Arjun’s character is initially all over the place. He condescendingly dismisses Maya’s offer to help, but he grills Jeetu based on minimal evidence. Arjun’s wall is covered in maps and photos linked together by pieces of string, in front of which he paces while blindfolded. Curse the BBC’s Sherlock for influencing every screenwriter since to make their detectives “quirky.”

In one unintentionally funny scene, Arjun deciphers a coded message about the explosion. He determines that the word “players” in the cryptic couplet refers to the number of competitors per team. He muses (incorrectly): “Volleyball has five players. Basketball has six players.” Cracking the code apparently depended on the solver not knowing the rules for sports, as Arjun arrives at the right answer.
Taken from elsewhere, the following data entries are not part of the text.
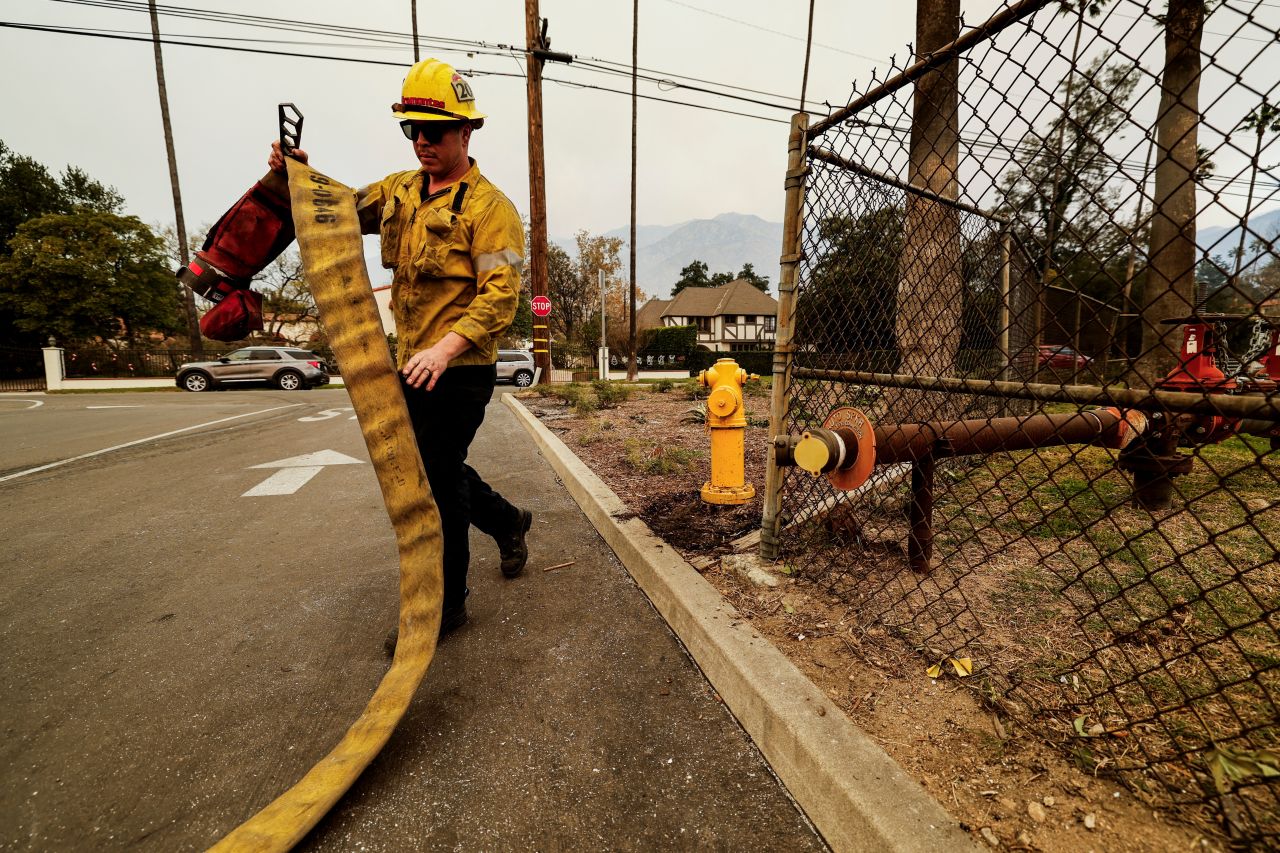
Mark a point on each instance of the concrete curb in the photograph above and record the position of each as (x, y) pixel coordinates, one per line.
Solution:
(853, 792)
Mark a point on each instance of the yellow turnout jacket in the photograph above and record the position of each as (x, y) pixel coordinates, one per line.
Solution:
(456, 259)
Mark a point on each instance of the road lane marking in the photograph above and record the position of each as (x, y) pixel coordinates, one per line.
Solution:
(287, 480)
(141, 441)
(296, 471)
(327, 414)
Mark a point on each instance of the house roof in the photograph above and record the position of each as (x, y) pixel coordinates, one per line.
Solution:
(649, 315)
(735, 297)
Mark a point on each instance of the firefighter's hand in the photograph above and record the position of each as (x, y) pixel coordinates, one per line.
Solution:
(429, 365)
(277, 159)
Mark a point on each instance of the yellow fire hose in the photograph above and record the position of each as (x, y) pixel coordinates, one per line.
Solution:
(328, 232)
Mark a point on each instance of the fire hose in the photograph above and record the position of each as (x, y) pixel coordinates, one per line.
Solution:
(329, 240)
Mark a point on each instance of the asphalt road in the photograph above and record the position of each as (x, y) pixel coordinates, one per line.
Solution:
(178, 652)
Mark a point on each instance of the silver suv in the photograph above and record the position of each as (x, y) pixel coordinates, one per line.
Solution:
(286, 368)
(516, 366)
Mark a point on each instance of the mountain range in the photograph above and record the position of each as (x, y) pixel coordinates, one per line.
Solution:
(1220, 241)
(723, 243)
(730, 240)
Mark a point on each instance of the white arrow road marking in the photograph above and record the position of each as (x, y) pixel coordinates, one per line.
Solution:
(287, 480)
(296, 471)
(141, 441)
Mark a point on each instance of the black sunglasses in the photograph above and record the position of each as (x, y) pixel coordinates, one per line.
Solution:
(433, 131)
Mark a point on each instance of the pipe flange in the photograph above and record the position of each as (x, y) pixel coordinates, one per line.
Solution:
(856, 470)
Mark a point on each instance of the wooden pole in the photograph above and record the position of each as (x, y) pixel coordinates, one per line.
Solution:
(792, 227)
(197, 343)
(1170, 287)
(536, 187)
(632, 373)
(412, 7)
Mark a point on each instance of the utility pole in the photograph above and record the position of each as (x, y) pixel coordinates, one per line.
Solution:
(635, 42)
(197, 345)
(604, 340)
(534, 35)
(412, 5)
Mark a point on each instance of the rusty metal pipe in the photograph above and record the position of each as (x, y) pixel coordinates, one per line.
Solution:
(909, 442)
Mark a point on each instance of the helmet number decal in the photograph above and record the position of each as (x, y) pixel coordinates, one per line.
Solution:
(462, 89)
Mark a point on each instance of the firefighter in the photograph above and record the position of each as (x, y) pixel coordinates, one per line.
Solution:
(455, 245)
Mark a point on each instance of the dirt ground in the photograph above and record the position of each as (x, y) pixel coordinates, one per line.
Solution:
(1006, 785)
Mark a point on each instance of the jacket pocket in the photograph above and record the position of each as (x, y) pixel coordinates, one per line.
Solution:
(391, 231)
(439, 235)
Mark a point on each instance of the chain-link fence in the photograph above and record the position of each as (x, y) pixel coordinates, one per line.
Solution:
(1040, 260)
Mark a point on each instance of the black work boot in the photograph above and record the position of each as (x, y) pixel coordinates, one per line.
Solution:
(513, 548)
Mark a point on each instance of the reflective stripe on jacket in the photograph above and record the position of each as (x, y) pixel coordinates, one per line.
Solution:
(456, 259)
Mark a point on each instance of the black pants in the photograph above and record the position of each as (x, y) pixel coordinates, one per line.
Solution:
(444, 422)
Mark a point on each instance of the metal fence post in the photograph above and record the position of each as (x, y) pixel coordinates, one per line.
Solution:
(791, 254)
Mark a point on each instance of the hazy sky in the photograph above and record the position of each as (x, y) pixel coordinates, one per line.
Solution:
(92, 101)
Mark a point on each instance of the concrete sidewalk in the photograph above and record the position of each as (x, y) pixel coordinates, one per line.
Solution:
(566, 715)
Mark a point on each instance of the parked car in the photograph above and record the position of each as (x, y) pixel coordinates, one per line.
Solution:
(516, 366)
(286, 368)
(1059, 356)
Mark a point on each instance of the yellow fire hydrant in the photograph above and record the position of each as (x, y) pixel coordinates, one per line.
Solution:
(726, 422)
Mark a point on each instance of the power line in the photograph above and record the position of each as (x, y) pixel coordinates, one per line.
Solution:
(773, 32)
(391, 37)
(474, 72)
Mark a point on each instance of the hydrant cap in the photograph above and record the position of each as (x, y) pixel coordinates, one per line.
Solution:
(722, 401)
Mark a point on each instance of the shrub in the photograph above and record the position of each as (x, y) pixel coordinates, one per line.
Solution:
(595, 430)
(609, 395)
(648, 457)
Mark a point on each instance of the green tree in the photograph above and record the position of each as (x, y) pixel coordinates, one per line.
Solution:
(287, 301)
(753, 278)
(850, 302)
(88, 274)
(27, 190)
(696, 274)
(693, 276)
(1061, 192)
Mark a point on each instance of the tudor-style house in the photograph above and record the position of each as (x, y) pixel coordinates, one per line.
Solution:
(731, 318)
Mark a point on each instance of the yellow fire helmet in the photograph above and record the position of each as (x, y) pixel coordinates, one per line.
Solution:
(434, 91)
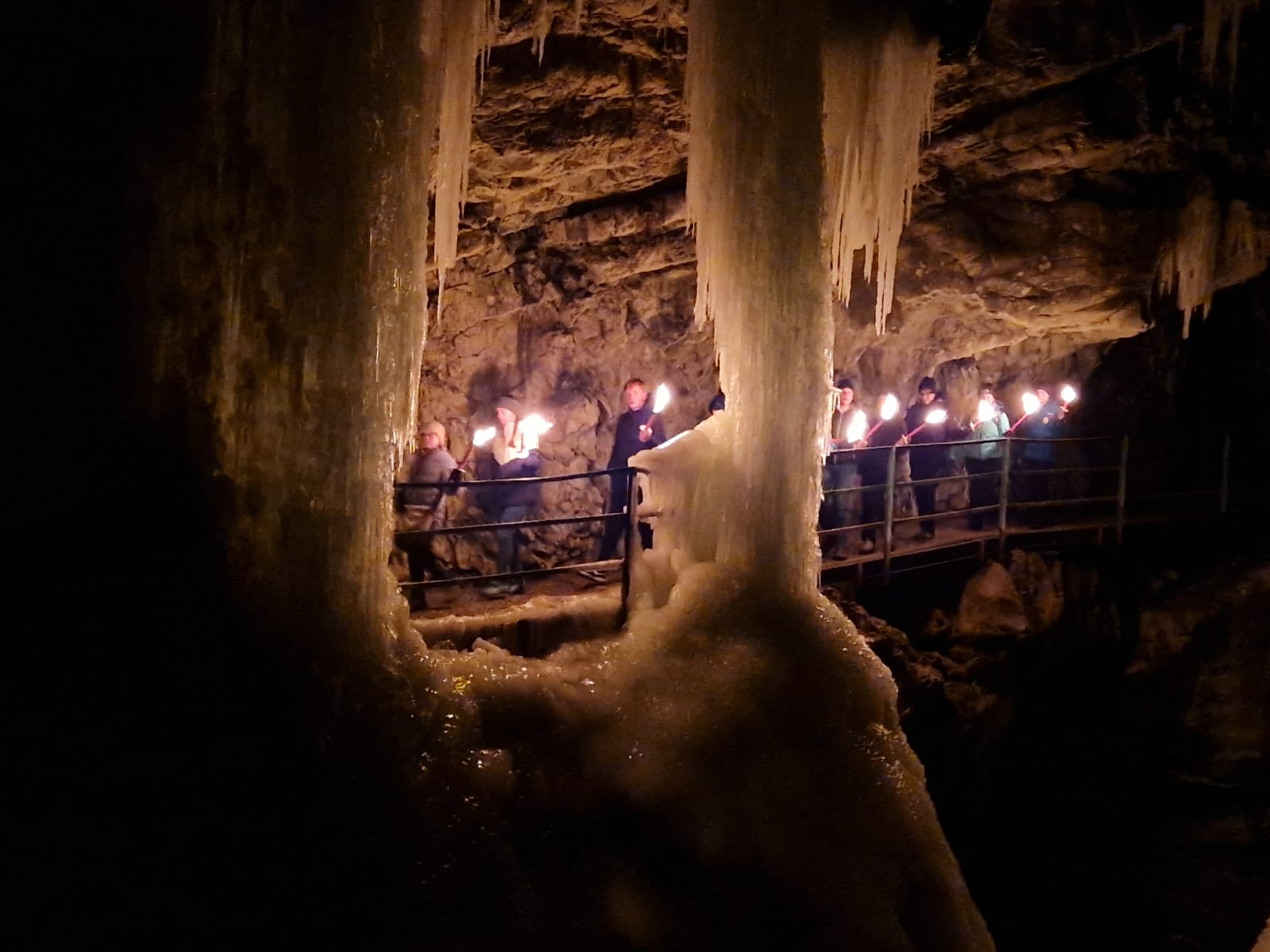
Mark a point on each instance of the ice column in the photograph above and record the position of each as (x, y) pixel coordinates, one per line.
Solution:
(755, 190)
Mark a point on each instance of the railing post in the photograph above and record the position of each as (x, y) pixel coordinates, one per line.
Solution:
(1223, 494)
(1122, 490)
(889, 520)
(1003, 503)
(632, 535)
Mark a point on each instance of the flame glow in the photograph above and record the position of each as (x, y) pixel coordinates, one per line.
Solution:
(856, 428)
(535, 425)
(662, 399)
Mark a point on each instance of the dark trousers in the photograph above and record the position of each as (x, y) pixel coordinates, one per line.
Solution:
(925, 497)
(510, 539)
(616, 528)
(873, 508)
(984, 489)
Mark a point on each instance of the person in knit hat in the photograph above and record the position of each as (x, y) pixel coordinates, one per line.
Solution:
(840, 471)
(926, 463)
(421, 509)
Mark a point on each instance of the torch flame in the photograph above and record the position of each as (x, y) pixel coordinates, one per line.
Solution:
(662, 397)
(856, 428)
(535, 424)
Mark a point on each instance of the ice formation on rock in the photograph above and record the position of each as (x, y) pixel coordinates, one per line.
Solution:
(879, 90)
(1222, 16)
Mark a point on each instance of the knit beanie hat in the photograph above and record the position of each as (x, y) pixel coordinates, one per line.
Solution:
(506, 403)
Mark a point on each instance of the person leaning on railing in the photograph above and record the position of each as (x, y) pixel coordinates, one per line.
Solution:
(983, 460)
(511, 455)
(419, 509)
(840, 470)
(1037, 456)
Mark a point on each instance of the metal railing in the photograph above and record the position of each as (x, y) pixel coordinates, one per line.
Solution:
(629, 517)
(1103, 505)
(1018, 511)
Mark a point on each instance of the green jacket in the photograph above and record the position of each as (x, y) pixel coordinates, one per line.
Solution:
(987, 440)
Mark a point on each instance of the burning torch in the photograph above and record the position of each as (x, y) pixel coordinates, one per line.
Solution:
(933, 418)
(533, 428)
(889, 408)
(660, 400)
(479, 438)
(1032, 404)
(987, 412)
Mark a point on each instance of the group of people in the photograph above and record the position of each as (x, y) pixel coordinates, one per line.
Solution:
(927, 437)
(851, 461)
(512, 455)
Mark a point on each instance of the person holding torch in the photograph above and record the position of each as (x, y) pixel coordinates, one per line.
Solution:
(514, 454)
(983, 456)
(840, 466)
(872, 463)
(639, 427)
(926, 422)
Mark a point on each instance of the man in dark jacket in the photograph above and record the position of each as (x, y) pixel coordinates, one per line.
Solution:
(637, 429)
(512, 455)
(874, 457)
(926, 463)
(1037, 459)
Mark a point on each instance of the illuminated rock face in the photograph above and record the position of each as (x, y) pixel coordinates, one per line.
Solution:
(1064, 145)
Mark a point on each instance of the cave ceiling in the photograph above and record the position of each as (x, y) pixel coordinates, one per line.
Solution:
(1067, 135)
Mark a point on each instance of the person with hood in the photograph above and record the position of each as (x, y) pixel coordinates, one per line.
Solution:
(873, 457)
(927, 463)
(1037, 456)
(421, 509)
(983, 459)
(637, 429)
(512, 455)
(840, 471)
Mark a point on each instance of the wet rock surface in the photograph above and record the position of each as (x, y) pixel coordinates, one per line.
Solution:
(1106, 774)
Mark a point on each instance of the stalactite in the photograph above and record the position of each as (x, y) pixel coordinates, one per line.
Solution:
(879, 88)
(753, 163)
(1222, 16)
(468, 32)
(1189, 262)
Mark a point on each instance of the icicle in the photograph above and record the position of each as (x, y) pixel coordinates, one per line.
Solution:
(879, 92)
(1191, 262)
(543, 17)
(469, 29)
(753, 160)
(1219, 14)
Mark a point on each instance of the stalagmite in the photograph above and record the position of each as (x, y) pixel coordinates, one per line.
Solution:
(879, 89)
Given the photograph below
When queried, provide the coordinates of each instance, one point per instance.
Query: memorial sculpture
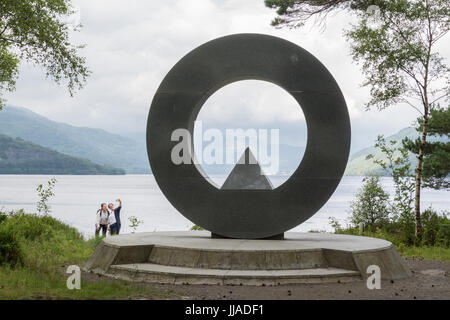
(247, 207)
(249, 210)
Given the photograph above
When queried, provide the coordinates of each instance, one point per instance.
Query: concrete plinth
(194, 257)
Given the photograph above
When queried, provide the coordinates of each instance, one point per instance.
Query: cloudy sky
(132, 44)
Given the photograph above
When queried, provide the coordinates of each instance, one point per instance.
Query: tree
(44, 195)
(436, 160)
(397, 163)
(371, 206)
(37, 31)
(398, 55)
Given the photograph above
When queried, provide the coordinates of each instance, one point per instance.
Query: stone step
(236, 259)
(156, 273)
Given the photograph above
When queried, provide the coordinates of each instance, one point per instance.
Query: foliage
(436, 232)
(436, 161)
(134, 223)
(45, 194)
(10, 251)
(436, 229)
(37, 31)
(45, 241)
(371, 206)
(196, 228)
(397, 163)
(397, 54)
(45, 252)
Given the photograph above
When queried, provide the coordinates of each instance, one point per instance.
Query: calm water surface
(78, 197)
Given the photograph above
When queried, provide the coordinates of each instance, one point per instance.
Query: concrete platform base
(194, 257)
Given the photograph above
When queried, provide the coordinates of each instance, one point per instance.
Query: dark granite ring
(250, 214)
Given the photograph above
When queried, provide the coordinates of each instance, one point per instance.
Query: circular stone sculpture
(249, 214)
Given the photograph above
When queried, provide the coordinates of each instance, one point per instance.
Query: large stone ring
(250, 214)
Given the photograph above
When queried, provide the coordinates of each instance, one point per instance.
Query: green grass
(436, 252)
(24, 283)
(425, 253)
(47, 246)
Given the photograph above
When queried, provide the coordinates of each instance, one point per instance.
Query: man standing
(116, 212)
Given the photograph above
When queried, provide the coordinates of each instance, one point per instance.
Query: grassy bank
(34, 254)
(437, 252)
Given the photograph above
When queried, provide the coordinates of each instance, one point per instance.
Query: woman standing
(102, 220)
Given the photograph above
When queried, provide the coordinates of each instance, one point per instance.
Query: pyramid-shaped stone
(247, 174)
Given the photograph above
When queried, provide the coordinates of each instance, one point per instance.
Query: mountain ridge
(18, 156)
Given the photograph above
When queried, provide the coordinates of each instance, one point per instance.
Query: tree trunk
(423, 139)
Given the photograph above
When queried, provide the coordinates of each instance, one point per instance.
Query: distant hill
(18, 156)
(96, 145)
(359, 166)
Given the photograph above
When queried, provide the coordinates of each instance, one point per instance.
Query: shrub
(371, 204)
(10, 251)
(436, 229)
(3, 217)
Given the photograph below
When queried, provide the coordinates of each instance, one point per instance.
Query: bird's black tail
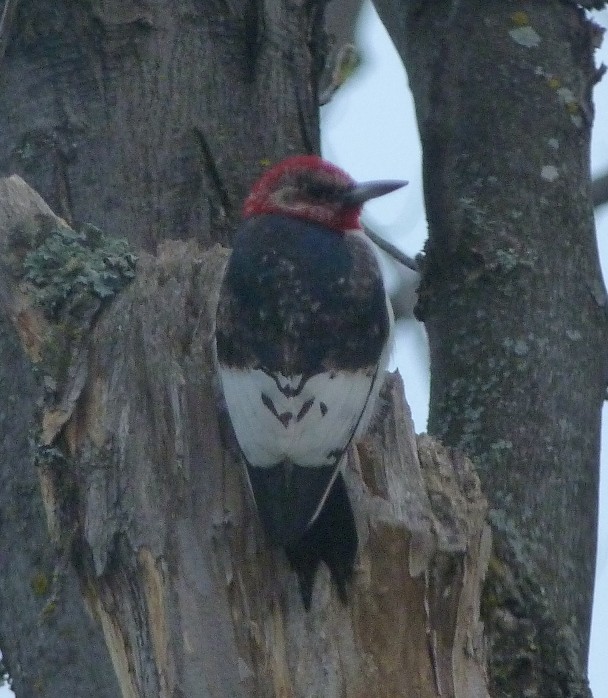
(332, 539)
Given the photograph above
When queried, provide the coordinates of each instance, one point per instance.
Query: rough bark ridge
(140, 489)
(513, 299)
(149, 119)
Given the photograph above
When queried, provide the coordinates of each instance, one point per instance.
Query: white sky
(369, 129)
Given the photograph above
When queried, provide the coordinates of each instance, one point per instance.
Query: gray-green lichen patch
(70, 271)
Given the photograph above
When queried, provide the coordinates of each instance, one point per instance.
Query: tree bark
(514, 305)
(150, 120)
(137, 480)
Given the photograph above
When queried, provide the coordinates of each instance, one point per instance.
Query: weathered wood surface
(141, 481)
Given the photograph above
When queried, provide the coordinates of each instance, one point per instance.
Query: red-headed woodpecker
(303, 337)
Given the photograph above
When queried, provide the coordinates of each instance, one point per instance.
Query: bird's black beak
(364, 191)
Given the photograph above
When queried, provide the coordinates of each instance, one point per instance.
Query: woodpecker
(303, 336)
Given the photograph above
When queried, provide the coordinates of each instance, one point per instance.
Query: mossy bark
(512, 295)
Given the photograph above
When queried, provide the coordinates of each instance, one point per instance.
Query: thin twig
(391, 250)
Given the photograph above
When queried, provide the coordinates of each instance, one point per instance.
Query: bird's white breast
(310, 422)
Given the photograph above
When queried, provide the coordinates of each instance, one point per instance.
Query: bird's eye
(317, 191)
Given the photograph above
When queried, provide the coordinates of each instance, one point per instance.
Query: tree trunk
(139, 486)
(150, 120)
(514, 305)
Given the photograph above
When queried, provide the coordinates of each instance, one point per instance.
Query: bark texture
(139, 480)
(149, 119)
(514, 303)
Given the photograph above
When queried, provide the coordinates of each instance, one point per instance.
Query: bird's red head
(308, 187)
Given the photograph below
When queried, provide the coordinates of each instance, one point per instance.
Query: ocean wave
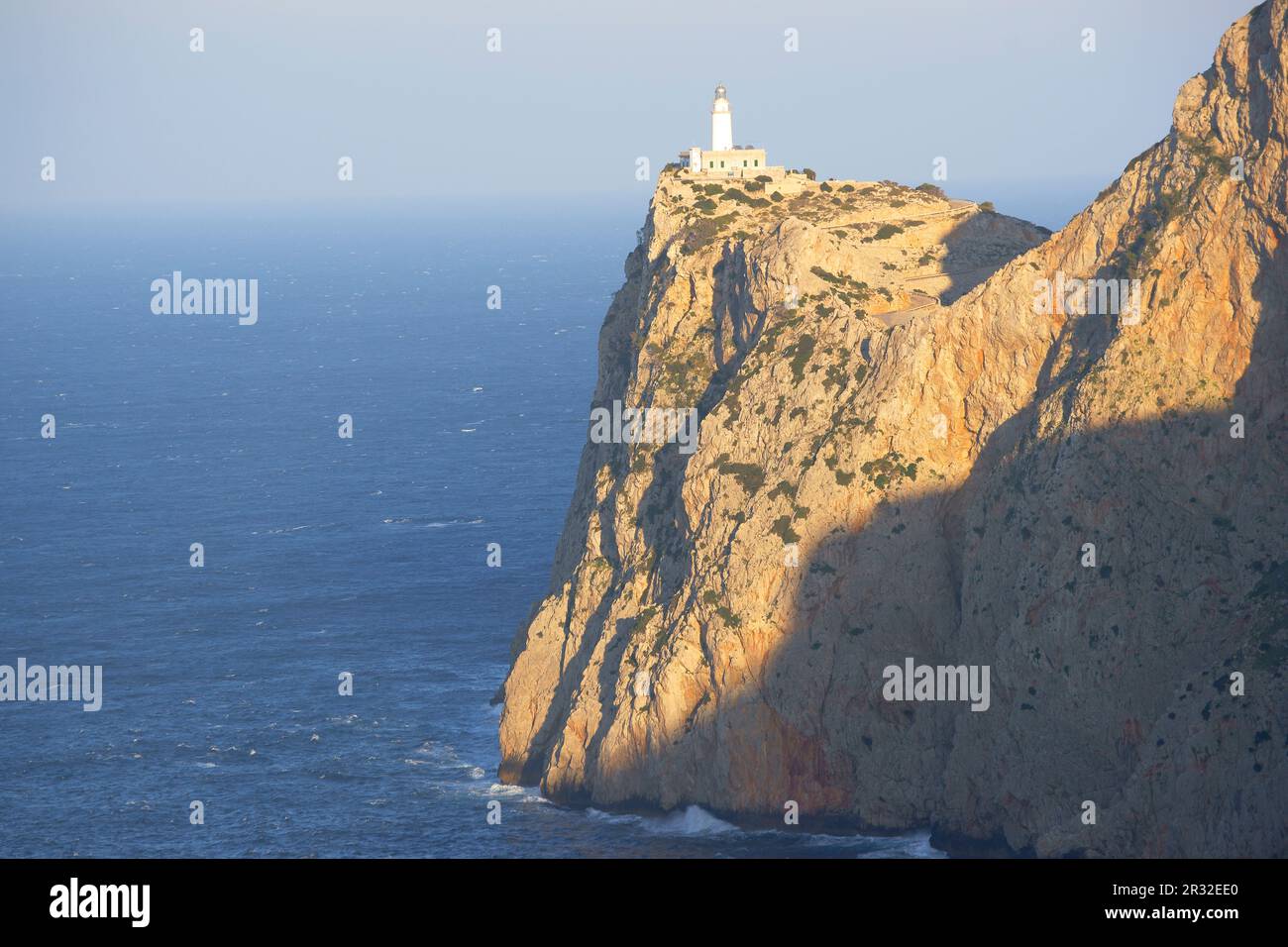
(426, 523)
(694, 819)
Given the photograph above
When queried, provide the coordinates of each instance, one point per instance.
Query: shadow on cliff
(814, 727)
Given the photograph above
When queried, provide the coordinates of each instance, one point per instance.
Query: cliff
(887, 403)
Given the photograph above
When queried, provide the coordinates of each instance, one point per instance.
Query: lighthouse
(721, 121)
(725, 158)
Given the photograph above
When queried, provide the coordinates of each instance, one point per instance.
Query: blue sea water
(322, 554)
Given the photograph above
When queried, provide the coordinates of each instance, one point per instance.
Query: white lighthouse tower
(725, 158)
(721, 123)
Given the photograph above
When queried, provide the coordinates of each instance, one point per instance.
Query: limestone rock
(884, 394)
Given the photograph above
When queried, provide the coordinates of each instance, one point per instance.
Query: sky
(578, 94)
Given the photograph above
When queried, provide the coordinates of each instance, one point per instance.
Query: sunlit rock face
(925, 434)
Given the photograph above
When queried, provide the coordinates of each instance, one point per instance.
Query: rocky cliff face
(901, 458)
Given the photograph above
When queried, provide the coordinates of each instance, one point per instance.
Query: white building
(725, 158)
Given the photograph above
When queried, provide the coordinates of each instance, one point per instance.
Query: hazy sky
(580, 90)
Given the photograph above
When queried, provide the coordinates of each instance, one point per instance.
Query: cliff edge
(917, 419)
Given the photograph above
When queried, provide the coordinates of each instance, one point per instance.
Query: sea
(330, 565)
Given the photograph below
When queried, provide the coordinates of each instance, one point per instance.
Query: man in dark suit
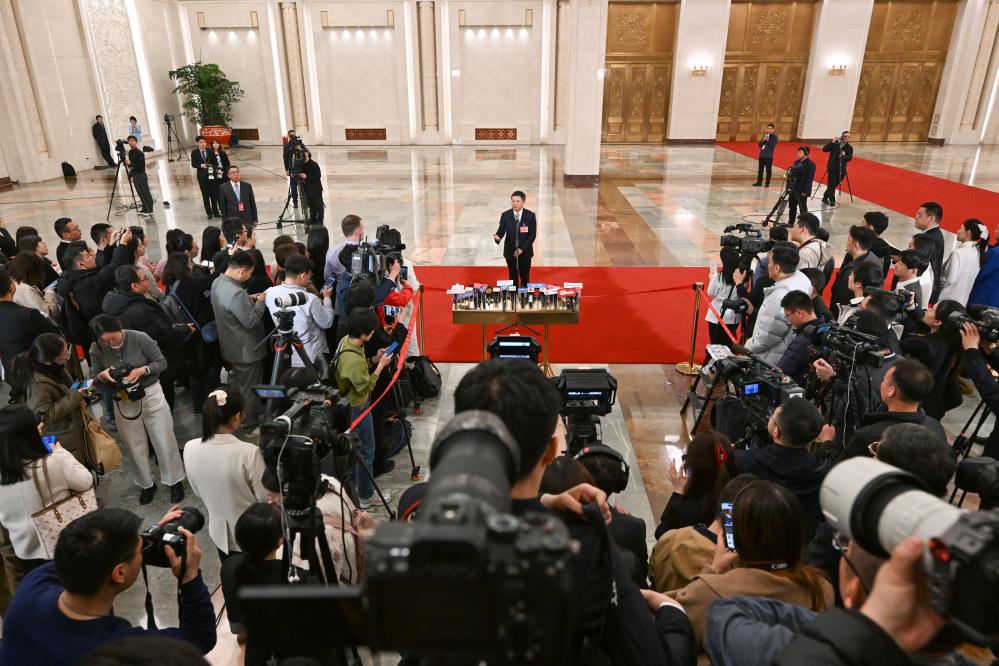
(236, 200)
(100, 134)
(766, 161)
(200, 157)
(312, 177)
(803, 171)
(928, 219)
(68, 231)
(840, 152)
(520, 227)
When Arjun finally meets Parabjeet just before the midpoint, the movie gets really good, and it stays that way through the end. Parabjeet’s personal trauma opens Arjun’s eyes to the extent of the environmental tragedy, forcing the ambivalent bureaucrat to decide if it’s time for him to finally take a stand. Warsi and Shah are great in their scenes together, recreating their chemistry from the Ishqiya films.

With the story rolling, Singh gets great performances from the rest of her talented cast, including Sharma as the twitchy henchman and Ghatge, who handles the movie’s most thrilling scenes. It’s worth reiterating just how fun Dutta is as the entitled politician who’s too secure in her own power. Top-notch acting makes Irada worth a watch.